Al-Shabaab militia are fast cementing their efforts to turn Kenyan universities into hunting ground for fresh recruits.
This comes amid claims that some Moi University students may have joined the terror group. The disturbing news comes a few weeks after the National Counter Terrorism Centre blew whistle on the worrying trend .
NCTC said in June that three students from the University of Nairobi had joined Al-Shabaab.
“ There is increased recruitmnet, training and indoctrination of the youth into terrorism cells. These terror groups are now targeting brilliant youths to recruit,” said then NCTC director, Isaac Ochieng’ during a counter terrorism conference in Nairobi.
More worrying is the fact that some students have become conduits of extremism. This has prompted a few concerened students to form an association to counter recruitment of gullible colleagues.
Dubbed the Universities and Colleges Students’ Peace Association of Kenya, the organisation’s slogan is Zero Radicalisation Campaign.
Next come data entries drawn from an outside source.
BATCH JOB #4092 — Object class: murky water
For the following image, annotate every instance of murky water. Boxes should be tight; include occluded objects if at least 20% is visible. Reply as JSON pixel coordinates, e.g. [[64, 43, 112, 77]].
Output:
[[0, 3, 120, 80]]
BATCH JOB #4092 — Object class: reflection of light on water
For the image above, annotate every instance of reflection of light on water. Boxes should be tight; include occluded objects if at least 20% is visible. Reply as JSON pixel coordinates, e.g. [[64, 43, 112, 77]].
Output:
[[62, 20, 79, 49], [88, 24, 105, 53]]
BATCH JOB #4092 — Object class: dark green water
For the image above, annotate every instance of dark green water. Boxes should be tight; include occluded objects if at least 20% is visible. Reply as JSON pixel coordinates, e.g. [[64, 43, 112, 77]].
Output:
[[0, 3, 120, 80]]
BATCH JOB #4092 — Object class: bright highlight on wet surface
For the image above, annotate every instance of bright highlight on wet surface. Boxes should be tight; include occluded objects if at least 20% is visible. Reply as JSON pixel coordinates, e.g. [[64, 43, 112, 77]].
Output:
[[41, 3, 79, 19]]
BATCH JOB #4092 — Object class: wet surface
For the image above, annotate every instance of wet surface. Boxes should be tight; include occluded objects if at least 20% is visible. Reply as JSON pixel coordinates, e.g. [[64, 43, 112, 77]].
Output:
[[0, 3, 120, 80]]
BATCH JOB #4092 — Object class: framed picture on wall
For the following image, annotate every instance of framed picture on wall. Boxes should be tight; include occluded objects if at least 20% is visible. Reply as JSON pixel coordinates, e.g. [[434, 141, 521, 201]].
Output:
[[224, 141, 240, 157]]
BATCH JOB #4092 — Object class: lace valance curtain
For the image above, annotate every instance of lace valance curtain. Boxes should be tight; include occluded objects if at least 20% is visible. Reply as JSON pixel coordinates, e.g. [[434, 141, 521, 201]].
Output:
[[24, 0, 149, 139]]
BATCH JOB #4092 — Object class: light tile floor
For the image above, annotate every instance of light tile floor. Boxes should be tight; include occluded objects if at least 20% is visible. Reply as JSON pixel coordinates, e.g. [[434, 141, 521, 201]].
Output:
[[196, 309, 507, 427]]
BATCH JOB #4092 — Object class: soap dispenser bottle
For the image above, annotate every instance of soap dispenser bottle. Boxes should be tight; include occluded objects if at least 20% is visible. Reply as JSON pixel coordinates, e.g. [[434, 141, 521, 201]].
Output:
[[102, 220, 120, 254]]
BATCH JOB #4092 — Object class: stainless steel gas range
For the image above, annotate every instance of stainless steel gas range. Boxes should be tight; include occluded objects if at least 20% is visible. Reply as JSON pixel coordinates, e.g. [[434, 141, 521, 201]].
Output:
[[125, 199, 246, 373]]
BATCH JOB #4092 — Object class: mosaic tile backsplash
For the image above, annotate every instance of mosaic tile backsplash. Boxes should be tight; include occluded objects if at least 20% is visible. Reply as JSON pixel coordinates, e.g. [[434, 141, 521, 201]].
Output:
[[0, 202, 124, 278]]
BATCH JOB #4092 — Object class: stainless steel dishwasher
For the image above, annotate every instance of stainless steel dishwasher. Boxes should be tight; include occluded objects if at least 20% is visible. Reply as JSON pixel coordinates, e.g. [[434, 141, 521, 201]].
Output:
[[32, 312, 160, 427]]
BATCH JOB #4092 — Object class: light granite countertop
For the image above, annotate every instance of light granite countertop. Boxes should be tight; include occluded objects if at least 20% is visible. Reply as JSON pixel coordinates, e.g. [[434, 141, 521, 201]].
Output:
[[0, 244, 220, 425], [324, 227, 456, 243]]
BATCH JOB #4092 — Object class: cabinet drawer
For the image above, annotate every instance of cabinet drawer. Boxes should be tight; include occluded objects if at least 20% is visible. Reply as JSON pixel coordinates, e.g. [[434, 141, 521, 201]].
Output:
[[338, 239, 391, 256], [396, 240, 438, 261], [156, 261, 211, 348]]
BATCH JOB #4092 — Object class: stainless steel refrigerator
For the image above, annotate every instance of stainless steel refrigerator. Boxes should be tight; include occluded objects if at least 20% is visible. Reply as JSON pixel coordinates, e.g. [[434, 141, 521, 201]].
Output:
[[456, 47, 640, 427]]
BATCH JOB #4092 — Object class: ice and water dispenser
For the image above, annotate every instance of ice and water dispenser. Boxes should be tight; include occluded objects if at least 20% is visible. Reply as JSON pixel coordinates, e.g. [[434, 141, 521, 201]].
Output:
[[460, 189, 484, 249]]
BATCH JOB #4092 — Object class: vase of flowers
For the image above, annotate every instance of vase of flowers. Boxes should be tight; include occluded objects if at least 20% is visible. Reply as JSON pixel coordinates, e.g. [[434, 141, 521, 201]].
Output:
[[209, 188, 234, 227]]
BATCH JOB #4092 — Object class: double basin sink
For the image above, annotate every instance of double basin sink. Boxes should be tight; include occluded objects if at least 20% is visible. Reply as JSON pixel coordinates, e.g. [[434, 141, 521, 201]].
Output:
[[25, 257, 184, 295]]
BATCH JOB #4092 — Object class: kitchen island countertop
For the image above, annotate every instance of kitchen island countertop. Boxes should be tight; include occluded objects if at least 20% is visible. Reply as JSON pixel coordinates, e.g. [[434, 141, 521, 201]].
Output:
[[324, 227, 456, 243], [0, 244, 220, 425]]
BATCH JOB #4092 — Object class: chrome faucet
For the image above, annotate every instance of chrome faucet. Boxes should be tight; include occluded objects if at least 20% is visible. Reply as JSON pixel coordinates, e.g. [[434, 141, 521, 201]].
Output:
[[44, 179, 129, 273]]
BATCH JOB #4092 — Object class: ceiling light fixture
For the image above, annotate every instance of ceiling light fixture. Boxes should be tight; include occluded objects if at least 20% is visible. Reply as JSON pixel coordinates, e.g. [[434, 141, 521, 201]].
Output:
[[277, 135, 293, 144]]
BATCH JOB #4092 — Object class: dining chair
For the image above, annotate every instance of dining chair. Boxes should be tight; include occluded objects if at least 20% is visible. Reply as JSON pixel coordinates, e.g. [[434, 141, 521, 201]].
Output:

“The campaign revolves around enlightening students about the dangers of associating with terror and other illegal groups,” says Allan Chacha, the chairman of the association.
UCSOAK maintains that terror groups like Al-Shabaab and Islamic State (ISIS) target university students because they are role models in society, and once recruited, it is easy to influence others to join.
National Police Service spokesman George Kinoti disclosed that the United States International University (USIS) has invited them for a counter radicalisation workshop on November 9.
“The invitation is by courtesy, but we shall use it as a pilot study,” said Kinoti.
At Moi University, the four students who have been missing and believed to have joined Al-Shabaab include Hassan Waqo, a fourth-year student pursuing a degree in Strategic Management. Waqo is believed to have recruited one Anthony Tirop and Michael Maina, both fourth-year Entrepreneurship students and another unidentified year-four student of Engineering.
A classmate of Waqo said he was a quiet student who sold shisha and miraa to students, besides running other businesses at the Stage Market.
The four missing students had rented houses outside the campus. There are reports that Tirop was a devout Christian.
“I saw him last this semester. We met along the streets in early September and even invited him to my room for supper. He was part of our religious dance group before he converted to Islam,” said the female fourth-year student.
Uasin Gishu County Commissioner Abdi Hassan confirmed that parents and the institution have made reports to the police about the four missing students. “We have received reports of four missing students from Moi University main campus whose parents reported to the police that their whereabouts are not known,” said Hassan, adding that there are indications that the students could have been radicalised.
According to Moi University’s website, the total student population at the university currently stands at 31,723. The university currently has four campuses, namely: Main Campus, Town Campus, Eldoret West Campus and Odera Akang’o Campus.